No, I didn't catch any Atlantic City casino shows -- although, I regret missing Chazz Palminteri do his one-man show, "A Bronx Tale," at Harrah's and hope such non-traditional showroom offerings catch on.
But I did a lot of CD listening on the drive. And a lot of reading once I got there. Some notes:
--The new Broadway cast recording of "Hair" captures much of what I loved about the production itself. And as I mentioned in my review a few weeks back, the women are particularly strong. I still, however, prefer the Actors' Fund benefit CD of the score which may have less consistent characterization but has a can-you-top-this, one-night-only fire that can't be beat.
--I understand completely why the musical "13" didn't cut it on Broadway. After all, do you want to go to a show populated entirely by teens? But the score, by Jason Robert Brown, is one more piece of evidence that he's the best hope musical theater has right now. His tunes are accessible without being simple. His lyrics flow and sit perfectly on the music. And I can't wait to hear what he comes up with next. Even if my 14-year-old daughter wasn't in the car, I would have listened.
--The highlight of Malcolm Gets' "The Journey Home" is a fun, Bobby Darin-esque rethinking of "It's a Fine Life" (from the musical "Oliver!"). but Gets easygoing deliver and John McDaniel's strong arrangements are a good team throughout. Gets is also one of two performers on the original cast recording of "The Story of My Life", a cringe-worthy show that inexplicably made it to Broadway last season (and left quickly). The disc doesn't make a strong case for future productions.
--After reading a galley of Nicholson Baker's upcoming intimate character study "The Anthologist," (You can read a sample chapter here), I decided to catch up a bit on the novelist, not realizing he had recently turned to non-fiction. Not what I expected, but I picked it up anyway and was knocked out by "Human Smoke," his compulsively readable account of the origins of World War II. Powerful, urgent, fresh and repeatedly insightful, it's structured in short bursts that give a day-to-day sense of our escalating involvement in the conflict. A must-read for anyone interested in who were and who we are as a country.
--As an antidote, I picked up Steve Hely's "How I Became a Famous Novelist," which presents as smart-alack fiction but ends up packing a strong cathartic punch after many laughs.

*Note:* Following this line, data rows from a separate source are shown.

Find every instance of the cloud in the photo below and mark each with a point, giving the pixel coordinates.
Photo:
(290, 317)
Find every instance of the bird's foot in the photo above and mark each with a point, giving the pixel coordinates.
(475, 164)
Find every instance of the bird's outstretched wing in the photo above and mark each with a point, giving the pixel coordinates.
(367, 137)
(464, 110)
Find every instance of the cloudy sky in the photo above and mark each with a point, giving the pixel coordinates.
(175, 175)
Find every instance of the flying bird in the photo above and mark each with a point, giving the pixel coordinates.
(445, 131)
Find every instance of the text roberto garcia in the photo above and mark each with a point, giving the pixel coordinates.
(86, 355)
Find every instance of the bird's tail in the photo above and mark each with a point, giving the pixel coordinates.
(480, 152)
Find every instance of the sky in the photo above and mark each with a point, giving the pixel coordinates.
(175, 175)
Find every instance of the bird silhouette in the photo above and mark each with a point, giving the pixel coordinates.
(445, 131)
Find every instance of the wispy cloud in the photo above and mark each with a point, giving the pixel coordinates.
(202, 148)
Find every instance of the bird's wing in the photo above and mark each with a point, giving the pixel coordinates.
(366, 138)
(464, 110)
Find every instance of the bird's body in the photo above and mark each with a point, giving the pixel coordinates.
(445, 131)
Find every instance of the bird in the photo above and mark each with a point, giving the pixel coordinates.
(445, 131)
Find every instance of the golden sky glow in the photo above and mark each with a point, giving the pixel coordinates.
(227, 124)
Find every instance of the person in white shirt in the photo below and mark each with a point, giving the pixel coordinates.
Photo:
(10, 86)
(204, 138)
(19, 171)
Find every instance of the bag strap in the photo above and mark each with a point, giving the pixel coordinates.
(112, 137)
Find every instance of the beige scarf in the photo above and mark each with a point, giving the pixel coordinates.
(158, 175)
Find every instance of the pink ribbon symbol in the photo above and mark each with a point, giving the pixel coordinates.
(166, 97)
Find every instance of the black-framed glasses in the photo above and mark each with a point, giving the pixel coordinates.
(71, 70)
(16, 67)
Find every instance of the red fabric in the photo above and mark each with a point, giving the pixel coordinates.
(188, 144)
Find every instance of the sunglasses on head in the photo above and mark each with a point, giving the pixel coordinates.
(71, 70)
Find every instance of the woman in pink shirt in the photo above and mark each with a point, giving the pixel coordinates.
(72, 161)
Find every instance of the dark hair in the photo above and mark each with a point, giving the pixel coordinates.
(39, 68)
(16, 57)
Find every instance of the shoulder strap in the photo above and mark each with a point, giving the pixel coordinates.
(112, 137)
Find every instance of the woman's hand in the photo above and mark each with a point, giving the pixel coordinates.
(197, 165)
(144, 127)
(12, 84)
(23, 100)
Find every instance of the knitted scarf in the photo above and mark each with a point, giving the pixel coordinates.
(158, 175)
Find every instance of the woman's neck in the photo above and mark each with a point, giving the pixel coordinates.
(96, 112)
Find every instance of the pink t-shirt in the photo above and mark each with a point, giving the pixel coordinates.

A good beach read that I didn't feel at all guilty about afterwards.
--I've been waiting for someone to write a book about the creative career of composer Stephen Schwartz and author Carol de Giere has satisfied my craving with "Defying Gravity". The book is essential for anyone obsessed with "Wicked," or interested in the development of such landmark shows as "Godspell" and "Pippin." Equally insightful in a different way is Arthur Laurents' "Mainly on Directing," in which the writer of such shows as "Gypsy" and "West Side Story" pulls no punching is stating what he feels works and what doesn't work on stage.
--The final book of the trip, "A Wild Ride," is the closest to home. It chronicles, Yearbook-style, the history of Morey's Piers, the leading amusement operators in my home town, Wildwood, New Jersey (the Doo Wop architecture capital of the world). I was there last week as the book was officially "launched" with a daredevil being fired from a canon with books in hand (See it here.) and am happy to report that the oversized volume captures the craziness of the town I love so much. While commissioned books tend to be one-sided, this one makes up for that with some great stories (I didn't know rides could vanish overseas), outrageous photos (I always wondered what happened to the giant King Kong that used to dominate the boardwalk landscape), and a sense of history both disappearing and being created.
So what have you been reading/listening to?